# Visa Run - This week + questions



## DanielAli (Nov 24, 2011)

Hello everyone,
I am new to this forum and am posting last minute so excuse me if I am posting in the wrong section (as it seems to annoy the oldies on here).

So here is the scenario:
I am a US citizen looking for work in UAE. I flew Etihad and hence landed in AbuDhabi where I was stamped a 30 day visa. This was on 11.02.2011.

Currently I am approaching the end of my visa and from what I have read are the one of two things:
1) I can renew the visa once from within the country 
2) I can do a visa run to Oman 
3) I can fly to Qatar and back

Considering, the options above I have the following questions:
Option 1) If i renew it within the country would I be able to go and do a visa run right after the renewal expires? Or will I have to sit out of UAE for 30 days? Could someone please clarify that?
Option 2) Is anyone on the forum looking to head to Oman, if so, I will be willing to hitch along and share expenses.
Option 3) Considering I can find a cheap airfare for Qatar, can anyone highlight the particulars of going this route? For example, Do I have to pay a fee for a visa at Qatar airport?
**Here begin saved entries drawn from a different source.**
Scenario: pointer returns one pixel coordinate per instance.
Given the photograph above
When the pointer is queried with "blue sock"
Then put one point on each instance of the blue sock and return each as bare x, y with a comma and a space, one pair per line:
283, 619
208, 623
And, if there is any hassle on the way back when you fly into UAE? I mean do the immigration officers greet you with a smile? or a frown? 

In any case, any and all information will be appreciated

Thank you


----------



## Amal_44 (Nov 15, 2011)

unfortunately I can only answer #3. You normally would pay a visa fee at Qatar airport, it's 200 riyals. But, you can ask for a transit stamp if you just go in and out, and totally depends on the agents mood at that moment if they give it to you or not. And when you get back in UAE they've always been super nice to me, especially with a US passport, they never said anything to me about going back and forth, it seems to be common. But #1, I do not think Americans have to sit out of the UAE for 30 days, I never heard of that for US passport holders. I was in UAE for three months, I did the same thing- renewed it once inside, then flew to Qatar for a day, came into Dubai the same day without any issue.


----------



## xchaos777 (Dec 15, 2010)

Take a FlyDubai flight to Muscat....with immediate return. You will land in Muscat, bus to terminal, follow the flight connections to FlyDubai service desk, get return boarding pass, and get back on same plane for return.

Half the plane will probably be doing the same thing. You won't even need an Oman entry stamp or visa fee.


----------



## BedouGirl (Sep 15, 2011)

Fayaz said:


> Hello everyone,
> I am new to this forum and am posting last minute so excuse me if I am posting in the wrong section (as it seems to annoy the oldies on here).
> 
> So here is the scenario:
> ...


Have replied in your message above.


----------



## RPG (Jul 16, 2008)

How much is the overstay fee?


----------



## Jynxgirl (Nov 27, 2009)

100 dirham a day, if nothing has changed. You may or may not be charged it from the 30th day. Sometimes you get a ten day grace period. Just really depends though.


----------